Mając w pamięci mizerny wygląd Siergieja podczas rozprawy sądowej przed kilkoma dniami, martwiła się o zdrowie syna i miała nadzieję, że nie doszło do jakiejś krytycznej sytuacji.

— Nie wiem — odparła funkcjonariuszka surowym tonem.

Natalia wzięła paczkę pod pachę i w pośpiechu wyszła na zewnątrz. Udała się do metra i dojechała do Matrosskiej Tiszyny na 10.30. Na szczęście w kolejce do przyjmowania paczek czekały tylko trzy osoby.

— Powiedziano mi, że przebywa tutaj mój syn, Siergiej Magnitski — odezwała się, gdy przyszła na nią kolej.

Strażniczka nie zajrzała nawet do dziennika ani nie wpisała nazwiska do systemu komputerowego.

— Tak, został tutaj przewieziony wczoraj w bardzo złym stanie.

Natalię zaczęła ogarniać panika.

— Co się z nim stało? Czy nic mu nie jest?

Kobieta milczała przez kilka sekund.

— Obawiam się, że nie — odpowiedziała wreszcie. — Zmarł wczoraj o dziewiątej wieczorem.

Matka Siergieja krzyknęła z przerażenia.

— Co?
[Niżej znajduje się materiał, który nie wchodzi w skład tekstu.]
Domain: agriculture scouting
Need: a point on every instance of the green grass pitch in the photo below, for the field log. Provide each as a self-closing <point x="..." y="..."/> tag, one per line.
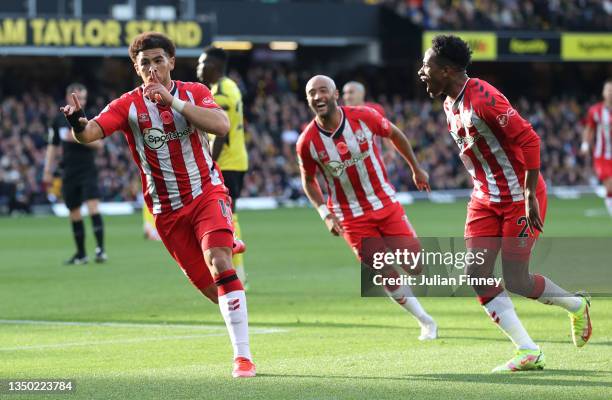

Co takiego?

— Zmarł na skutek martwiczego zapalenia trzustki, przepukliny przewodu pokarmowego i wstrząsu toksycznego — wyjaśniła funkcjonariuszka beznamiętnym tonem. — Bardzo mi przykro z powodu pani straty.

Natalia zaczęła dygotać. Nie mogła ruszyć się z miejsca. Wiadomość o śmierci syna była dla niej tak silnym wstrząsem, że musiała oprzeć się o biurko, aby nie upaść. W oczach wzbierały jej łzy.

— Niechże pani się odsunie, bo muszę obsłużyć następną osobę — chłodno powiedziała strażniczka.

Matka Siergieja nawet na nią nie spojrzała.

— Musi pani odejść na bok — powtórzyła kobieta i wskazała na plastikowe krzesło stojące pod ścianą.

Natalia powiodła wzrokiem za jej palcem i powłócząc nogami, ruszyła w tamtą stronę. Inni ludzie stojący w kolejce przyglądali się jej, ale nikt nie wiedział, jak się zachować.

Opadłszy ciężko na twarde plastikowe krzesło, Natalia wybuchła płaczem. Po kilku minutach zdołała opanować się na tyle, by zadzwonić do adwokata Siergieja, Dmitrija, który miał w okolicy swoje biuro. Gdy kwadrans później Dmitrij przybył na miejsce, Natalia nie była już w stanie wydobyć z siebie ani słowa. Adwokat wziął sprawy w swoje ręce i zażądał widzenia z lekarzem dyżurnym. Po kilku minutach zjawił się jakiś mężczyzna w białym kitlu. Potwierdził informację na temat przyczyny śmierci i oświadczył, że ciało Siergieja zostało przewiezione do kostnicy nr 11, gdzie można dowiedzieć się czegoś więcej.